AWS CloudWatch monitors AWS resources and applications in real-time.
CloudWatch can be used to collect and track metrics, which are the variables to be measured for resources and applications.
CloudWatch alarms can be configured
to send notifications or
to automatically make changes to the resources based on defined rules
In addition to monitoring the built-in metrics that come with AWS, custom metrics can also be monitored
CloudWatch provides system-wide visibility into resource utilization, application performance, and operational health.
By default, CloudWatch stores the log data indefinitely, and the retention can be changed for each log group at any time
CloudWatch Alarm history is stored for only 14 days.
CloudWatch collects various metrics from various resources
These metrics, as statistics, are available to the user through Console, CLI
CloudWatch allows creation of alarms with defined rules
to perform actions to auto scaling or stop, start, or terminate instances
to send notifications using SNS actions on your behalf.
CloudWatch can be accessed using
AWS CloudWatch console
CloudWatch CLI
AWS CLI
CloudWatch API
AWS SDKs
CloudWatch offers either basic or detailed monitoring for supported AWS services.
Basic monitoring means that a service sends data points to CloudWatch every five minutes.
Detailed monitoring means that a service sends data points to CloudWatch every minute.
If the AWS service supports both basic and detailed monitoring, the basic would be enabled by default and the detailed monitoring needs to be enabled for details metrics.
Amazon CloudWatch may be used to monitor IOPS metrics from the RDS instance and Amazon Simple Notification Service to send the notification if an alarm is triggered.
We can use CloudWatch to schedule activities. You would create an AWS CloudWatch Events rule that is scheduled using a cron expression. Configure the target as the Lambda function.
Metrics
Metric is the fundamental concept in CloudWatch.
Metrics are data about the performance of your systems.
Many AWS services provide free metrics for resources by default (such as Amazon EC2 instances, Amazon EBS volumes, and Amazon RDS DB instances).
You can also enable detailed monitoring for some resources, such as your Amazon EC2 instances, or publish your own application metrics. Amazon CloudWatch can load all the metrics in your account (both AWS resource metrics and application metrics that you provide) for search, graphing, and alarms.
Uniquely defined by a name, a namespace, and one or more dimensions
Represents a time-ordered set of data points published to CloudWatch.
Think of a metric as a variable to monitor, and the data points as representing the values of that variable over time. For example, the CPU usage of a particular EC2 instance is one metric provided by Amazon EC2. The data points themselves can come from any application or business activity from which you collect data.
Metrics are uniquely defined by a name, a namespace, and zero or more dimensions.
Each data point has a time stamp, and (optionally) a unit of measure
Data points can be either custom metrics or metrics from other
services in AWS.
Statistics can be retrieved about those data points as an ordered set of time-series data that occur within a specified time window.
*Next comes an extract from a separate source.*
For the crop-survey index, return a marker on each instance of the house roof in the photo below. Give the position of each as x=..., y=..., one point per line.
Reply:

When the statistics are requested, the returned data stream is identified by namespace, metric name, dimension, and (optionally) the unit.
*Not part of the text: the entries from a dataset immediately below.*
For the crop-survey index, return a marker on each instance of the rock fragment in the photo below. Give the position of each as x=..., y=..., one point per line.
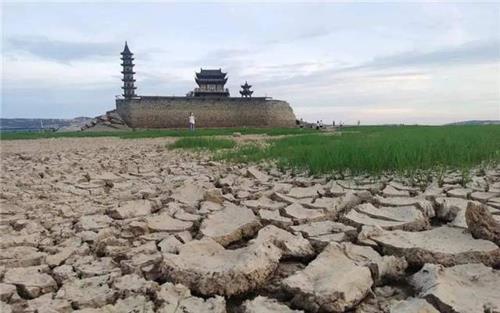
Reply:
x=301, y=215
x=444, y=245
x=481, y=224
x=266, y=305
x=466, y=288
x=92, y=292
x=32, y=281
x=274, y=218
x=404, y=217
x=165, y=223
x=230, y=224
x=131, y=209
x=253, y=172
x=175, y=298
x=206, y=267
x=412, y=305
x=330, y=283
x=291, y=245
Metrics exist only in the region in which they are created
CloudWatch stores the metric data for two weeks
Metrics cannot be deleted, but they automatically expire in 14 days if no new data is published to them.
NOTE: From Nov 2016 AWS provides Extended Metrics Retention
One minute data points are available for 15 days.
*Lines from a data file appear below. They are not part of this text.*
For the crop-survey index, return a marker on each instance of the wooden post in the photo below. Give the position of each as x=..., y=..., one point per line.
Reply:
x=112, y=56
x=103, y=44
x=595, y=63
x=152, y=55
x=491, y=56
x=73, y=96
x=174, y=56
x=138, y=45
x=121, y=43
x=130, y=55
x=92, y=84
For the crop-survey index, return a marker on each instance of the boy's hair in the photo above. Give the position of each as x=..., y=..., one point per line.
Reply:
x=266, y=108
Five minute data points are available for 63 days.
One hour data points are available for 455 days (15 months).
Logs
CloudWatch Logs allows you to monitor, store, and access your log files from sources including Amazon EC2 instances, Route 53, CloudTrail, and other AWS services.
For example, you could monitor logs from Amazon EC2 instances in real time. You could track the number of errors that have occurred in your application logs and send a notification if that rate exceeds a previously defined amount.
Events
Amazon CloudWatch Events delivers a near real-time stream of system events that describe changes in AWS resources.
AWS resources can generate events when their state changes. For example, Amazon EC2 generates an event when the state of an EC2 instance changes from pending to running, and Amazon EC2 Auto Scaling generates events when it launches or terminates instances.
Using simple rules that you can quickly set up, you can match events and route them to one or more target functions or streams.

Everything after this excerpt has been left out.